Amana Timberline TRS-120 12 Piece Router Bit Set, simply add sale50 in the coupon code section when ordering and receive an additional 50% off sale price,good bits,good deal IMO, better hurry only 3 sets left,I got mine


----------



## Tommyt654 (Apr 5, 2009)

bump,still 3 left I think


----------



## bobj3 (Jan 17, 2006)

Hi

At one time Rockler sold the Amana bits I stopped by for a bit and ask the guy at the front counter where are the Amana router bits and he said we had so many problems with returns we dropped them... 

Just one of the red light stories that stick in my head..

===


----------



## Tommyt654 (Apr 5, 2009)

And I'm sure he sold you a more expensive set or a Rockler set instead, Amana Router bits have always been a top of the line router bit manufacturer ask anyone who really knows anything bout router bits and they'll tell ya Bob<Oh and btw Bob,The sky is falling, the sun is yellow, and the pope is catholic,I'm waiting:dance3:


----------



## bobj3 (Jan 17, 2006)

Hi

No I didn't buy a set I just put my money back in my pocket and left, at that time Amana had the profile I wanted..but I did find it at PriceLine for a bit less..that Eagle took over...

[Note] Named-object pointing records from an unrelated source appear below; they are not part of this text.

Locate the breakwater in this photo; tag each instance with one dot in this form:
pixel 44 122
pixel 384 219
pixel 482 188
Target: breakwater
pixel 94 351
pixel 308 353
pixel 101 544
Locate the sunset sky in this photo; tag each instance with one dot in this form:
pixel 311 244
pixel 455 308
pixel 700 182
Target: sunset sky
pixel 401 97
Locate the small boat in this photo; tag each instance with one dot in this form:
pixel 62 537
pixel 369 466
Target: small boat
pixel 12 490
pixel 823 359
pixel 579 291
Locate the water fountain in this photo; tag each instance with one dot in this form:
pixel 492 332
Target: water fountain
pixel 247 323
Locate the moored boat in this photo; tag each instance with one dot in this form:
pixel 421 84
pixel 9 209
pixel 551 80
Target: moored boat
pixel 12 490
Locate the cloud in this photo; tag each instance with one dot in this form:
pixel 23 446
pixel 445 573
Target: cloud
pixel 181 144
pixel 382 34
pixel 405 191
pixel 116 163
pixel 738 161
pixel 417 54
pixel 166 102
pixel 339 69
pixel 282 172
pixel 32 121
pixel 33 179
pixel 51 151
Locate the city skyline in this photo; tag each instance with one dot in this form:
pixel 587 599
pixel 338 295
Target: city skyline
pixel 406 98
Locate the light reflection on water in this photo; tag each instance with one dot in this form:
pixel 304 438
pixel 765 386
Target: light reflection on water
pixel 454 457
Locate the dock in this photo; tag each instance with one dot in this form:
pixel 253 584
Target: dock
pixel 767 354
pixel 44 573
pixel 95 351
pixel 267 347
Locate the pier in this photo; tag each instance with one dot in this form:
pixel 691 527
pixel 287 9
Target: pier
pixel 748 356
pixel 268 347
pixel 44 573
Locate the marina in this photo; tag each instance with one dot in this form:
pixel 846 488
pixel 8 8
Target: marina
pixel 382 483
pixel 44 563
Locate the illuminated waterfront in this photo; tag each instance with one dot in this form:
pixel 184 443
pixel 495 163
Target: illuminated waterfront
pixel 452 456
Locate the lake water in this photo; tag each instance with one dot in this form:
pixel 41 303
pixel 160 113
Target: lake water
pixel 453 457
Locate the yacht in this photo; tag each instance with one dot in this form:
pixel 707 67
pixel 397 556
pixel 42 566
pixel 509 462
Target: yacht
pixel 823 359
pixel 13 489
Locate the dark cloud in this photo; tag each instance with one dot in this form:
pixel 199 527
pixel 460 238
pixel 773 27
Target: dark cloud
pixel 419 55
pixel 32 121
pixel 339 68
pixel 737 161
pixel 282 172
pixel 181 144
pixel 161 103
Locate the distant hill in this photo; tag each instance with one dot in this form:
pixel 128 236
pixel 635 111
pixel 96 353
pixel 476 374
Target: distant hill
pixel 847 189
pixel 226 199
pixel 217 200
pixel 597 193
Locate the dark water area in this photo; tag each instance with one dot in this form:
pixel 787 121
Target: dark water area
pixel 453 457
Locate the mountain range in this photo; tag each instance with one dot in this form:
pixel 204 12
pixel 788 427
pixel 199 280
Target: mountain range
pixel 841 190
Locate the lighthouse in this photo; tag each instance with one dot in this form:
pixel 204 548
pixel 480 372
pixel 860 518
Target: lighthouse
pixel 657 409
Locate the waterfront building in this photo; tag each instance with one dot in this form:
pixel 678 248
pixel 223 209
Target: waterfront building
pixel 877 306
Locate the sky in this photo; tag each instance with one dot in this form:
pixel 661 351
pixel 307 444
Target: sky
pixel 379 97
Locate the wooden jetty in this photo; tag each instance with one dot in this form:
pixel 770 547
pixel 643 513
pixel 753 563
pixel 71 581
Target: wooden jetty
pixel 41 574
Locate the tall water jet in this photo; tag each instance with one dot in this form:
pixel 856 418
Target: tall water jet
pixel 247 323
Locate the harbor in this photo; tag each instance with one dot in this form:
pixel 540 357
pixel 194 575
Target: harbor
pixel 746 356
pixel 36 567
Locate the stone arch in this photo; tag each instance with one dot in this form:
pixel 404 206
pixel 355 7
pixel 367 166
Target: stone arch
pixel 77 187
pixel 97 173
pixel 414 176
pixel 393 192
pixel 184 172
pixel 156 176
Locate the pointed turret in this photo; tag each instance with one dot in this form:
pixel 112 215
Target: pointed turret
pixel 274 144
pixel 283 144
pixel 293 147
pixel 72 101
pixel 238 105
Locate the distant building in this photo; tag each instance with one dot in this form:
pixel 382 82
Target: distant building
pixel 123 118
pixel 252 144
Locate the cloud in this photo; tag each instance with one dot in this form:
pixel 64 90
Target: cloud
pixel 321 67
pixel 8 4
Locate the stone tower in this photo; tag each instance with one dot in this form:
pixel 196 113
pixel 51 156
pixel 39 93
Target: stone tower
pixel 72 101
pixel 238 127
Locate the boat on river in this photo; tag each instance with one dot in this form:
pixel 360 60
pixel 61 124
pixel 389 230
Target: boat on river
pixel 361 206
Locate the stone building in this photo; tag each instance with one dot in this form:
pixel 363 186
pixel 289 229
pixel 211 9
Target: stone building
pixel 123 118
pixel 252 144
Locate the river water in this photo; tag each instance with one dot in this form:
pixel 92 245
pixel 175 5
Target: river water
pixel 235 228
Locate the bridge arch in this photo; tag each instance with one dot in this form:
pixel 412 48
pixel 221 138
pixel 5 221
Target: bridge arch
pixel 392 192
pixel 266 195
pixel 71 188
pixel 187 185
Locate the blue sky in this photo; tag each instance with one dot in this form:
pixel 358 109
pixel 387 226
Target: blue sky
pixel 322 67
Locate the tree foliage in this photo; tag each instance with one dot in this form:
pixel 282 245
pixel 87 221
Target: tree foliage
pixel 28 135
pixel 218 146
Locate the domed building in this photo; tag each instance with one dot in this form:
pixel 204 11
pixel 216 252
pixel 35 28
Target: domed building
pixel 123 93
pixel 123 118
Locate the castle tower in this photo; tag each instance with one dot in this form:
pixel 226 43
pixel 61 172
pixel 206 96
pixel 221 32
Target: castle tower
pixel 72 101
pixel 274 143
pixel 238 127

Don't get uptight I'm just telling you what a ran into... ..


========






Tommyt654 said:


> And I'm sure he sold you a more expensive set or a Rockler set instead, Amana Router bits have always been a top of the line router bit manufacturer ask anyone who really knows anything bout router bits and they'll tell ya Bob<Oh and btw Bob,The sky is falling, the sun is yellow, and the pope is catholic,I'm waiting:dance3:


----------



## Mark (Aug 4, 2004)

Play nice gentlemen


----------



## jschaben (Jun 21, 2009)

I have bought several Amana bits from toolstoday.com. They also carry the Timberline name and it appears to me that Timberline is Amanas' budget/economy line. That's not to say that it's a bad thing, I've experienced some very good deals going that route. This particular set looks to be a pretty good buy. Especially with 50% off $57, makes it very attractive. Tyler Tool usually does pull up some pretty good sales.


----------



## mcpheezy (Jan 13, 2011)

I took a look at that site. Is that the only thing they have in stock?


----------



## Tommyt654 (Apr 5, 2009)

just about


----------